As for statistically predicting the likelihood of someone living as old as Calment (or to some greater age), I’d take the observed likelihood of a person of age X living for one more year, and then extend that into the future. For instance, a person who reaches 100 has, by observation, somewhat over a 50% chance of reaching 101, and a person who reaches 101 has over a 50% chance of reaching 102, etc. (I don’t know the exact percentages off the top of my head, but the actuarial data exists). So I’d model the distribution of ages very old people as a power law (which falls off more slowly than a Gaussian), and go from there. Looking at it another way, very old people have a half-life of something over a year. If I were feeling really ambitious, I would go through the top ten years or so for which good statistics exist (ages 95-105, perhaps), look at the half-lives for each of those ages, and extrapolate the half-life out, too.

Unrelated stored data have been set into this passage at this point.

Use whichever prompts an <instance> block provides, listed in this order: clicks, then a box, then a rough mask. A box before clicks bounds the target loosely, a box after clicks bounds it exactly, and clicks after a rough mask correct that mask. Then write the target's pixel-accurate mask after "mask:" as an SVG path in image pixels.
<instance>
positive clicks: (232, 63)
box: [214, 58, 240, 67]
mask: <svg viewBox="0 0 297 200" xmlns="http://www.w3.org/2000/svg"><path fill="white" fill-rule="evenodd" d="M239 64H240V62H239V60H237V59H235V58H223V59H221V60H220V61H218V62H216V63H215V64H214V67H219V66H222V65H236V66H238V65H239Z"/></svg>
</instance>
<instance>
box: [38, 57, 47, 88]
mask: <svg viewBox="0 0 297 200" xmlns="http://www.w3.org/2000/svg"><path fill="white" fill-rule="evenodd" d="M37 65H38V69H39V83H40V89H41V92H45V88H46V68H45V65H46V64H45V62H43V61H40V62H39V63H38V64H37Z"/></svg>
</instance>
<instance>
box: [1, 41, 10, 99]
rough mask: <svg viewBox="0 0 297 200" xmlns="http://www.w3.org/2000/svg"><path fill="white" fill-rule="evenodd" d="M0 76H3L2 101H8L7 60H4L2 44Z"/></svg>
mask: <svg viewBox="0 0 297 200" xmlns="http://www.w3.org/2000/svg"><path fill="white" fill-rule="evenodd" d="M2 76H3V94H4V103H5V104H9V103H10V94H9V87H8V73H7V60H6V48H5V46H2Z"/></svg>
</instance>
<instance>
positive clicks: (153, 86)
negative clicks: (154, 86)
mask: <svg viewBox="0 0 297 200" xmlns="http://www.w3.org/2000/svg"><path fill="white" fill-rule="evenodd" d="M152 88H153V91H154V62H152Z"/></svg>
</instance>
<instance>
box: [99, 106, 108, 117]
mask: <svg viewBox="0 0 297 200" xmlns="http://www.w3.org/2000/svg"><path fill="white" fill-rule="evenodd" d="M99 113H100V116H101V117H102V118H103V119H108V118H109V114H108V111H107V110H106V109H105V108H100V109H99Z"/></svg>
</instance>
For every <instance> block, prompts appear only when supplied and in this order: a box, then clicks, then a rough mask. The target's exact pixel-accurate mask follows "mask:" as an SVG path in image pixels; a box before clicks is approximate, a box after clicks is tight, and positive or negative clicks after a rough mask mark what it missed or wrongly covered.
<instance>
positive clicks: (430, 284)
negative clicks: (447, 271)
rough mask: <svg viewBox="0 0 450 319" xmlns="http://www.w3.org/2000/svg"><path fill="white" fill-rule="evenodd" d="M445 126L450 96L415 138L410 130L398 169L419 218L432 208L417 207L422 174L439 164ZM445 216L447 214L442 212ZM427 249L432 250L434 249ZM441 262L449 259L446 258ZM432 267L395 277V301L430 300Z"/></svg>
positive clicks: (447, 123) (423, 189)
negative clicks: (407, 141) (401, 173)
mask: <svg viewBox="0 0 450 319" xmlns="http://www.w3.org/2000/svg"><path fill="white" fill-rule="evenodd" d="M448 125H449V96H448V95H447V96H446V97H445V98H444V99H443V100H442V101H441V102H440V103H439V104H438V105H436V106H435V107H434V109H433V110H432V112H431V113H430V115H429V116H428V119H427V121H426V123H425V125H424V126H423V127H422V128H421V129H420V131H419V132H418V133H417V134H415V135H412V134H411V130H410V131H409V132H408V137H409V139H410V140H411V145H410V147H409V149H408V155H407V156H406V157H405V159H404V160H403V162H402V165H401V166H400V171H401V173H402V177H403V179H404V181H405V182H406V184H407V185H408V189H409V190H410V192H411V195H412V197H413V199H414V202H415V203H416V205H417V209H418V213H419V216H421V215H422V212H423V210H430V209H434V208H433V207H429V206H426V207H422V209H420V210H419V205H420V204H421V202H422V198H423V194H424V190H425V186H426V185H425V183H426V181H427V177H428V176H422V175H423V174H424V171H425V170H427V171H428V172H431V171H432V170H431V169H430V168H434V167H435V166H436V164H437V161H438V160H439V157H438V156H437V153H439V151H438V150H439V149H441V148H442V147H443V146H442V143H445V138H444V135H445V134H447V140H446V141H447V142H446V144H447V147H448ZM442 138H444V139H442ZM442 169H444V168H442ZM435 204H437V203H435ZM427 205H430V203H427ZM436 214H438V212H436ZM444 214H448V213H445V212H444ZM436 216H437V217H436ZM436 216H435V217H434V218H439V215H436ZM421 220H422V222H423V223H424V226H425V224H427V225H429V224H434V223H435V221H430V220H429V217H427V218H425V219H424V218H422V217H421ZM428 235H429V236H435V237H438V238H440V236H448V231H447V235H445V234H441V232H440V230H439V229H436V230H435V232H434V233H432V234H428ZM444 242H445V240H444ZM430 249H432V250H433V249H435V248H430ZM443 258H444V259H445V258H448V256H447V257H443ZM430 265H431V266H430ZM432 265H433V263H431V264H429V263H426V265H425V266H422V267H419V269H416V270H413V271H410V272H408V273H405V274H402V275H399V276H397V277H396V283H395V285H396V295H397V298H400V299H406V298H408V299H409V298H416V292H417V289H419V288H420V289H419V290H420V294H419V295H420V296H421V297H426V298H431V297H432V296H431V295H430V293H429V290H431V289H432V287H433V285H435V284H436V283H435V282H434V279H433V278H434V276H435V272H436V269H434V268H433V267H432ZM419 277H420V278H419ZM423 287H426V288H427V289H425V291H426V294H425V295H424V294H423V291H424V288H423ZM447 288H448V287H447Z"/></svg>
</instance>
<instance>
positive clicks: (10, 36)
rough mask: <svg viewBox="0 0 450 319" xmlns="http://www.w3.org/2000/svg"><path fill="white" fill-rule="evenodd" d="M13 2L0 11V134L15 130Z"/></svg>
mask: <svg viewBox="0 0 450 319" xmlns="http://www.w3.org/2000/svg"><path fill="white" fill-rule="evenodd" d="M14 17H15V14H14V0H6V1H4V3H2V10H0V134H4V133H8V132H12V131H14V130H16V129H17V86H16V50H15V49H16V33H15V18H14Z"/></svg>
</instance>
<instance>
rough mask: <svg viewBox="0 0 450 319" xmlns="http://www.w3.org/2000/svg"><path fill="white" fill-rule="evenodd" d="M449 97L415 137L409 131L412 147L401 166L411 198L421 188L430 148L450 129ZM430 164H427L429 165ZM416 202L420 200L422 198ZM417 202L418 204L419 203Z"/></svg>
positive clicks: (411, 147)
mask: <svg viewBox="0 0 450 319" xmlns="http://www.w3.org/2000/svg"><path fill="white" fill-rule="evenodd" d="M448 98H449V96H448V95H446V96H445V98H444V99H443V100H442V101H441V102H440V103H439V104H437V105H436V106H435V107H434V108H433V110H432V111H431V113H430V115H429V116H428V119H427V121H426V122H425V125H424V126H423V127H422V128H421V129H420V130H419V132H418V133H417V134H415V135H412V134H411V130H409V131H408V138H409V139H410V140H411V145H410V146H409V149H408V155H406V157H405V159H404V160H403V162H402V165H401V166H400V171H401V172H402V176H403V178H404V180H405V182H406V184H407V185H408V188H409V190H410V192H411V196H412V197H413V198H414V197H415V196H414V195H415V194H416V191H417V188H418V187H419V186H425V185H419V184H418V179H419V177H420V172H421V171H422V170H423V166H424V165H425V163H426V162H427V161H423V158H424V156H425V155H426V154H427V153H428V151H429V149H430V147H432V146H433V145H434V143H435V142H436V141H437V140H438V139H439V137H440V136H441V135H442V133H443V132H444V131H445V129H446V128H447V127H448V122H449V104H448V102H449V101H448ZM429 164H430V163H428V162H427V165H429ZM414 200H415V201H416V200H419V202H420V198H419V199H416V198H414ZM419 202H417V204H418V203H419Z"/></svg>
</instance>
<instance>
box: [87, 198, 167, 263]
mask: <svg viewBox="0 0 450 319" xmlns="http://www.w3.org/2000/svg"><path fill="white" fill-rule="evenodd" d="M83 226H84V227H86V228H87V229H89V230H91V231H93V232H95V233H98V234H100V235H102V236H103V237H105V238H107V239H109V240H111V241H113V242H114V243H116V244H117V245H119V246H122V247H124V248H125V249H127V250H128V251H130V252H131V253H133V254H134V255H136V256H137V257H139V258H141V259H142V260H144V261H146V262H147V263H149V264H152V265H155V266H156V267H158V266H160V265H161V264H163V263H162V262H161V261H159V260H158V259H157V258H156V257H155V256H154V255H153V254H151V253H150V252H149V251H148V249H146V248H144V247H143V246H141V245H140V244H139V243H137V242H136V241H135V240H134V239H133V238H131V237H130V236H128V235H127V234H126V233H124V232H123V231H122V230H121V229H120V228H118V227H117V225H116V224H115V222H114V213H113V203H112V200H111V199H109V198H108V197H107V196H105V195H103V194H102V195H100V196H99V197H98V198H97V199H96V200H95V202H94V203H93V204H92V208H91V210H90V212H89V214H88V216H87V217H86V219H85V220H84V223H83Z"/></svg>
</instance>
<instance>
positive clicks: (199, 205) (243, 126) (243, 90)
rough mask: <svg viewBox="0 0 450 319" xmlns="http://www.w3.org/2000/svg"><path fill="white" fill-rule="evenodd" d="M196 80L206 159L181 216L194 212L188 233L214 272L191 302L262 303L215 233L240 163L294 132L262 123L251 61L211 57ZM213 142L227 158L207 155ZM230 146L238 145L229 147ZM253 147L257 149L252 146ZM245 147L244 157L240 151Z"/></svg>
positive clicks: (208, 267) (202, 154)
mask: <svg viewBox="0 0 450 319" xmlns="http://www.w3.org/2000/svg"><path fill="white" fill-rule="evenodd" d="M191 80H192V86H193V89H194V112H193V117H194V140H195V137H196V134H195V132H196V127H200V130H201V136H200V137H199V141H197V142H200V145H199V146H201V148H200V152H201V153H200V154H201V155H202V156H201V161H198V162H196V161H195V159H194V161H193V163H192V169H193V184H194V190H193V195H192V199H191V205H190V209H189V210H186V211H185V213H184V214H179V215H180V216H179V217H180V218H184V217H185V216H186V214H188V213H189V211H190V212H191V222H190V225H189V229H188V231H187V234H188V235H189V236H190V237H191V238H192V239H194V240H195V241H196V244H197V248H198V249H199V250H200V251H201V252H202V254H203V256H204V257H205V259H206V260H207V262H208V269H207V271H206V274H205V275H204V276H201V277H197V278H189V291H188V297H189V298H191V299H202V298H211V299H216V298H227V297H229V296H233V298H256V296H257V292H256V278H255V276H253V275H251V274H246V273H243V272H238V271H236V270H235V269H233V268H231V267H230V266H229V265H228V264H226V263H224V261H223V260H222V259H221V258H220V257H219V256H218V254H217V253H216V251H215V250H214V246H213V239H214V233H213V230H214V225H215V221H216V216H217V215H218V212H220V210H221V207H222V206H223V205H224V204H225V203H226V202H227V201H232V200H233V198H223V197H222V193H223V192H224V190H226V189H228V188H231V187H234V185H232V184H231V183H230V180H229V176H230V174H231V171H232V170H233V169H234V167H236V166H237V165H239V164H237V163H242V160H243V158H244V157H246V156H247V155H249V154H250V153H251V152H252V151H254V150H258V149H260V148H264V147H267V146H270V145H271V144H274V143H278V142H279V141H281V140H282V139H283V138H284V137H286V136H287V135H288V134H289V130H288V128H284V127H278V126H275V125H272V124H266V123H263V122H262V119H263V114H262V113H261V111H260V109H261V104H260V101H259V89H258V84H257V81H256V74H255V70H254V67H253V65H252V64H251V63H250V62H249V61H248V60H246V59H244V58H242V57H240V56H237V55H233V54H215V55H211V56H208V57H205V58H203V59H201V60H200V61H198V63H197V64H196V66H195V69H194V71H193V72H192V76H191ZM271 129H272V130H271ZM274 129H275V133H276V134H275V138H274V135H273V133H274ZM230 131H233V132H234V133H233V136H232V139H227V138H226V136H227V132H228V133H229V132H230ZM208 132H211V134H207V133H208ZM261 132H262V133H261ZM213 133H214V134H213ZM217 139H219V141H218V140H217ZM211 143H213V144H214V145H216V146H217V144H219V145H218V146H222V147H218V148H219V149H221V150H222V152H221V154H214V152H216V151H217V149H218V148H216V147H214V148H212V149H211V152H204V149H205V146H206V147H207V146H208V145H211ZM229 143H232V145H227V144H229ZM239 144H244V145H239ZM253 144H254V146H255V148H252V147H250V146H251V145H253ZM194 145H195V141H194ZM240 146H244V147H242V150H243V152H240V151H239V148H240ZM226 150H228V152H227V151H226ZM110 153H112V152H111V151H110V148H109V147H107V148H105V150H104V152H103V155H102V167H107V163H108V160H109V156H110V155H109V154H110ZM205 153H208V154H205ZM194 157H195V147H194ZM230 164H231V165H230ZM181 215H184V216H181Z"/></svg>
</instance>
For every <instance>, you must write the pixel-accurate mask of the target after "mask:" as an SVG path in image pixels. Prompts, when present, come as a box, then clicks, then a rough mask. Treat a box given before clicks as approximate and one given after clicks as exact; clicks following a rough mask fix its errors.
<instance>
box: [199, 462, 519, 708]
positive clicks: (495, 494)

And that’s all I’m saying, which gets us right back to where we started: a mathematical model, as far as I know, will only tell you that it is very very unlikely that anyone has lived longer. Not that anyone has or hasn’t. Likewise, if you were unaware of Madame Calment, you could only use statistics to predict that it is very very unlikely that she existed. Turns out she did, but that’s pretty much incidental to the math.
This point got brought up by someone suggesting that a statistical model could tell you that someone has lived longer, and I don’t see how that’s possible.
This doesn’t make any sense to me. One in a million in an instant, one in a million in a year, one in a million across infinity . . . ?
Perhaps a better way of going about it as a theoretical thought experiment, but as a practical matter, cut .5 in half 22 times and she’s no less an anomaly in your model than in mine.
It’s because the distribution is not even. If you take a sample of one million people, there might be two people that achieve this feat, or there might be zero.
She’s not an anomaly at all, in my model. If we assume a falloff rate of 50% per year, and 1 in 3000 centenarians, then you would expect about 1 person in 13 billion to reach the age of 122. That’s more than the population of the world, granted, but not all that much more, such that it’s really not all that implausible that you might have one, if you were only moderately lucky. Plus, like I said, the survival rate is actually better than 50% for as far as the actuarial tables go out, and if we take a 60% survival rate for each year past 100, then you’d expect one Calmet per 230 million people, and it’s actually a bit surprising that she’s the record-holder. The best model is probably somewhere in between, which means that you should in fact expect to have about one such person.
Genesis 6:3. “And the Lord said, My spirit shall not always strive with man, for that he also is flesh: yet his days shall be an hundred and twenty years.”
I think it is more likely evoking this verse rather than anything to do with Moses.